Risk-Adjusted Performance

4 of 100

 
Weak
 
Strong
Insignificant
Compared to the overall equity markets, risk-adjusted returns on investments in Sprout Social are ranked lower than 4 (%) of all global equities and portfolios over the last 90 days. In spite of comparatively weak basic indicators, Sprout Social may actually be approaching a critical reversion point that can send shares even higher in February 2025.

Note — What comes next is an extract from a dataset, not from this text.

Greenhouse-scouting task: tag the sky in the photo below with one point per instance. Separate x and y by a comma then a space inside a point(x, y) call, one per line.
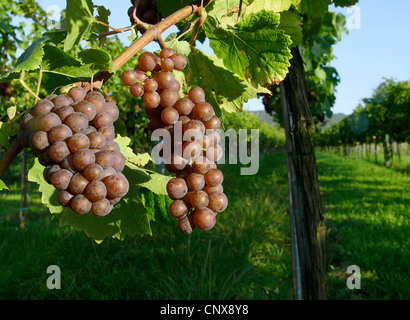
point(377, 46)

Endava and Sprout Social Volatility Contrast

   Predicted Return Density   
       Returns  

Pair Trading with Endava and Sprout Social

The main advantage of trading using opposite Endava and Sprout Social positions is that it hedges away some unsystematic risk. Because of two separate transactions, even if Endava position performs unexpectedly, Sprout Social can make up some of the losses. Pair trading also minimizes risk from directional movements in the market. For example, if an entire industry or sector drops because of unexpected headlines, the short position in Sprout Social will offset losses from the drop in Sprout Social's long position.
The idea behind Endava and Sprout Social pairs trading is to make the combined position market-neutral, meaning the overall market's direction will not affect its win or loss (or potential downside or upside). This can be achieved by designing a pairs trade with two highly correlated stocks or equities that operate in a similar space or sector, making it possible to obtain profits through simple and relatively low-risk investment.
Check out your portfolio center.
Note that this page's information should be used as a complementary analysis to find the right mix of equity instruments to add to your existing portfolios or create a brand new portfolio. You can also try the Price Ceiling Movement module to calculate and plot Price Ceiling Movement for different equity instruments.